(CNN) The Oklahoma Court of Criminal Appeals on Thursday denied a petition for a hearing on new evidence in the case of death row inmate Richard Glossip, convicted of a 1997 murder committed by someone else.
At trial, prosecutors said Glossip, a motel manager, ordered another employee to kill his boss, Barry Van Treese. Justin Sneed took a plea deal, testified against Glossip and was sentenced to life in prison.
Glossip, who is now scheduled to be killed by lethal injection in February, has maintained his innocence. His current appeals attorney said in a news release the new evidence includes "several affidavits from witnesses offering facts that support the claim that Sneed was a lying, meth-addicted thief" who killed Van Treese for drug money.
Attorney Don Knight said the appeals court decision was difficult to understand.
"The evidence of Rich's innocence, and the State's misconduct, is overwhelming and deserving of, at the very minimum, a fair hearing where we can present our evidence," he said in the press statement. "This is all we have ever asked for and is something that, obviously, the State is desperate to see never happen."
Oklahoma Attorney General John O'Connor said the court thoroughly reviewed Glossip's application for a hearing and the judges determined the defense team failed to show he is innocent.
"The Court recognized, as we have said all along, 'Far from making a claim of factual innocence, Glossip actually raises a theory of a defense' considered by the Court in prior appeals or applications," O'Connor said.
Glossip's team says they have a second petition for a hearing pending appeals court review.
"The litigation in this case is not over, but we are relieved for the family of Mr. Van Treese and for the people of Oklahoma that, after waiting so long for justice to be served, one more stage of litigation is behind them," the attorney general added.
Glossip, 59, has been on the verge of execution three times before, even being served three separate last meals, according to his attorney. In September 2015, Glossip was minutes from execution when then-Gov. Mary Fallin postponed it over concerns the state procured an unauthorized drug for the procedure.
Glossip was initially was convicted and sentenced to death in 1998, but it was overturned in 2001 because of ineffective defense counsel. Glossip was convicted in a second trial in 2004 and again sentenced to death.
Gov. Kevin Stitt has twice recently issued a stay, including one on November 2 which effectively pushed Glossip's execution date to February 16.
In an interview with CNN in 2015, Glossip said he believed Sneed implicated him to avoid the death penalty.
In February, citing years of concerns about the conviction, some Oklahoma state lawmakers asked the law firm Reed Smith to investigate the Glossip case, in which the firm had no prior involvement.
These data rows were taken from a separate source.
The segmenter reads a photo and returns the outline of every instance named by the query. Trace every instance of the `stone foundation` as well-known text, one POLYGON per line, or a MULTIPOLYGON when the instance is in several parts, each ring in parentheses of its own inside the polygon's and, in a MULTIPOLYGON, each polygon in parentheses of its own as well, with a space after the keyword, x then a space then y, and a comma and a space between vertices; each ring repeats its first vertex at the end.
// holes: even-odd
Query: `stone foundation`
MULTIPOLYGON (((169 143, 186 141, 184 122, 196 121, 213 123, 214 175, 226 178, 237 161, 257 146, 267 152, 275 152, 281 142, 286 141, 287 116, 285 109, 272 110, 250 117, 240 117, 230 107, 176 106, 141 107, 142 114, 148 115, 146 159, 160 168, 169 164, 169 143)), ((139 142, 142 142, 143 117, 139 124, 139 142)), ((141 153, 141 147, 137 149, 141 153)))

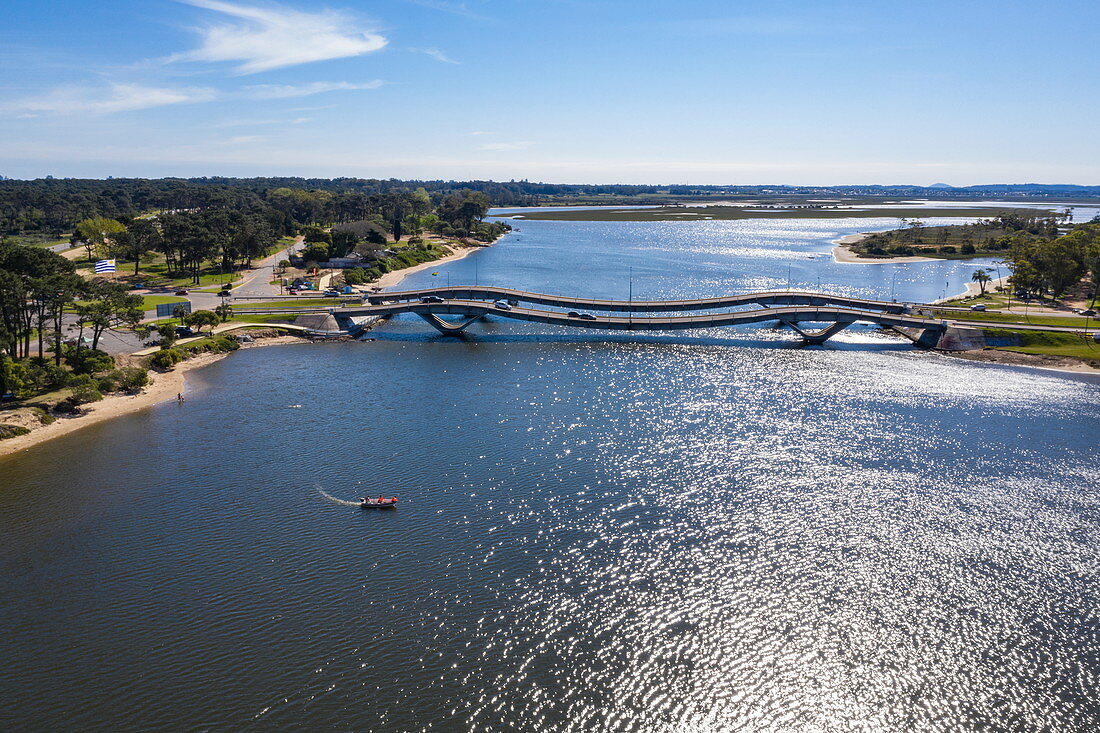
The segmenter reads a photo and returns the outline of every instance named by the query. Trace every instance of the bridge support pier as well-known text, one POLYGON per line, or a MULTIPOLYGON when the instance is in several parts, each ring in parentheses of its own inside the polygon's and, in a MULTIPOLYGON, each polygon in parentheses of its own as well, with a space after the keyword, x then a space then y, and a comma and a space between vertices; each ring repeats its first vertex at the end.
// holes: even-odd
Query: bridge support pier
POLYGON ((797 321, 782 321, 782 323, 790 326, 795 333, 801 336, 803 343, 814 346, 825 343, 833 336, 837 335, 848 326, 852 325, 850 321, 837 321, 836 323, 832 323, 827 327, 821 329, 820 331, 807 331, 803 328, 799 328, 797 321))
POLYGON ((458 323, 444 321, 442 318, 434 313, 418 313, 417 315, 427 321, 432 326, 432 328, 439 331, 444 336, 457 336, 458 334, 465 331, 466 327, 469 326, 471 323, 481 320, 481 317, 485 314, 478 313, 476 316, 470 316, 466 320, 460 321, 458 323))

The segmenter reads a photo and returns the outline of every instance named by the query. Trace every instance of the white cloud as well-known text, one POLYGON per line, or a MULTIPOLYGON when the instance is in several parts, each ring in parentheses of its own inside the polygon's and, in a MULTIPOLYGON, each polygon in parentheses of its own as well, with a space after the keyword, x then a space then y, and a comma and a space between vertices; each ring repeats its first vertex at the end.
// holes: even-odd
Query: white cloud
POLYGON ((9 102, 0 106, 0 110, 29 115, 78 112, 106 115, 172 104, 209 102, 217 96, 213 89, 197 87, 168 89, 141 84, 111 84, 107 88, 58 87, 38 97, 9 102))
POLYGON ((309 84, 257 84, 245 87, 244 91, 252 99, 289 99, 291 97, 308 97, 311 94, 324 94, 325 92, 377 89, 380 86, 382 86, 381 80, 369 81, 363 84, 352 84, 346 81, 315 81, 309 84))
POLYGON ((477 149, 478 150, 489 150, 489 151, 492 151, 492 152, 500 153, 500 152, 506 152, 506 151, 509 151, 509 150, 526 150, 529 147, 531 147, 531 143, 529 143, 529 142, 485 143, 484 145, 479 145, 477 149))
POLYGON ((471 134, 471 135, 492 135, 493 133, 491 133, 491 132, 486 132, 485 130, 474 130, 474 131, 473 131, 473 132, 471 132, 470 134, 471 134))
POLYGON ((256 7, 223 0, 180 0, 236 19, 199 29, 202 45, 170 61, 239 62, 237 73, 255 74, 314 61, 378 51, 386 39, 331 10, 303 12, 280 5, 256 7))
POLYGON ((442 61, 445 64, 460 64, 461 61, 455 61, 447 54, 440 51, 438 48, 414 48, 412 49, 416 53, 422 53, 426 56, 431 56, 436 61, 442 61))

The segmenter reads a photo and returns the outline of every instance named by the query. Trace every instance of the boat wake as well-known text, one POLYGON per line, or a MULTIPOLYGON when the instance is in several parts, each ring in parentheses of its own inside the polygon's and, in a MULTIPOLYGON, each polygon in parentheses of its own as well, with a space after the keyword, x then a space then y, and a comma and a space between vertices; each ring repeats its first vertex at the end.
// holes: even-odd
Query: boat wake
POLYGON ((321 496, 325 497, 329 501, 333 502, 334 504, 342 504, 343 506, 359 506, 359 502, 357 501, 344 501, 343 499, 337 499, 335 496, 328 493, 320 486, 317 487, 317 493, 319 493, 321 496))

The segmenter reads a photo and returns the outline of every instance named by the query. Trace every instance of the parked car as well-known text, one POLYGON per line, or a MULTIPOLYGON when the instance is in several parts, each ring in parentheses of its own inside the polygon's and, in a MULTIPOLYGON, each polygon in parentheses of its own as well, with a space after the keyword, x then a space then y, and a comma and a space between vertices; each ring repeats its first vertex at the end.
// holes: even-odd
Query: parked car
POLYGON ((326 298, 339 298, 340 297, 340 291, 339 290, 333 290, 332 288, 329 288, 324 293, 322 293, 322 295, 324 295, 326 298))
POLYGON ((12 394, 11 392, 5 392, 4 394, 0 394, 0 402, 13 402, 14 400, 15 400, 15 395, 12 394))
POLYGON ((501 309, 502 311, 510 311, 510 310, 512 310, 512 306, 508 305, 508 301, 507 301, 507 300, 497 300, 497 301, 493 301, 493 305, 494 305, 494 306, 496 306, 497 308, 501 309))
POLYGON ((218 292, 218 297, 219 298, 228 298, 232 295, 233 295, 233 293, 230 292, 229 290, 221 290, 221 291, 218 292))
POLYGON ((970 306, 970 310, 972 310, 972 311, 984 311, 985 306, 982 305, 981 303, 978 303, 977 305, 970 306))
POLYGON ((420 302, 421 303, 442 303, 443 298, 440 298, 438 295, 425 295, 423 298, 420 299, 420 302))
POLYGON ((1081 315, 1083 315, 1083 316, 1095 316, 1096 311, 1094 311, 1092 308, 1086 308, 1085 310, 1081 311, 1081 315))
POLYGON ((184 288, 180 288, 179 290, 176 291, 176 295, 187 295, 187 294, 188 294, 188 292, 184 288))
POLYGON ((160 346, 160 339, 152 339, 151 341, 146 341, 144 344, 142 344, 142 346, 146 346, 146 347, 160 346))
POLYGON ((298 294, 298 289, 297 288, 289 288, 286 292, 287 292, 287 295, 297 295, 298 294))
POLYGON ((144 287, 145 287, 144 283, 134 283, 133 285, 130 286, 130 290, 141 290, 144 287))
POLYGON ((194 336, 195 332, 187 326, 176 326, 176 338, 187 338, 188 336, 194 336))
POLYGON ((596 316, 592 315, 591 313, 581 313, 579 317, 583 318, 586 321, 596 320, 596 316))
POLYGON ((566 318, 580 318, 581 314, 577 313, 577 311, 569 311, 568 313, 565 314, 565 317, 566 318))

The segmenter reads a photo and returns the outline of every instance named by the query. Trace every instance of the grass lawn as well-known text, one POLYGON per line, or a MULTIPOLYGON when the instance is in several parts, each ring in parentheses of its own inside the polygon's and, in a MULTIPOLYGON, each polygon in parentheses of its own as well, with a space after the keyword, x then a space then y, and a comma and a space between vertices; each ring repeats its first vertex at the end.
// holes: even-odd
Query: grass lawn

The firm released a report in June which said a "sloppy and truncated" police investigation and destroyed evidence resulted in Glossip's conviction. It concluded "the 2004 trial cannot be relied on to support a murder-for-hire conviction. Nor can it provide a basis for the government to take the life of Richard E. Glossip."
"Our conclusion is that no reasonable jury, hearing the complete record and the uncovered facts detailed in this report, would have convicted Richard Glossip of capital murder," Reed Smith attorney Stan Perry said in June.
Sneed, 55, is incarcerated at a medium security facility in Lexington, Oklahoma, according to the Department of Corrections website.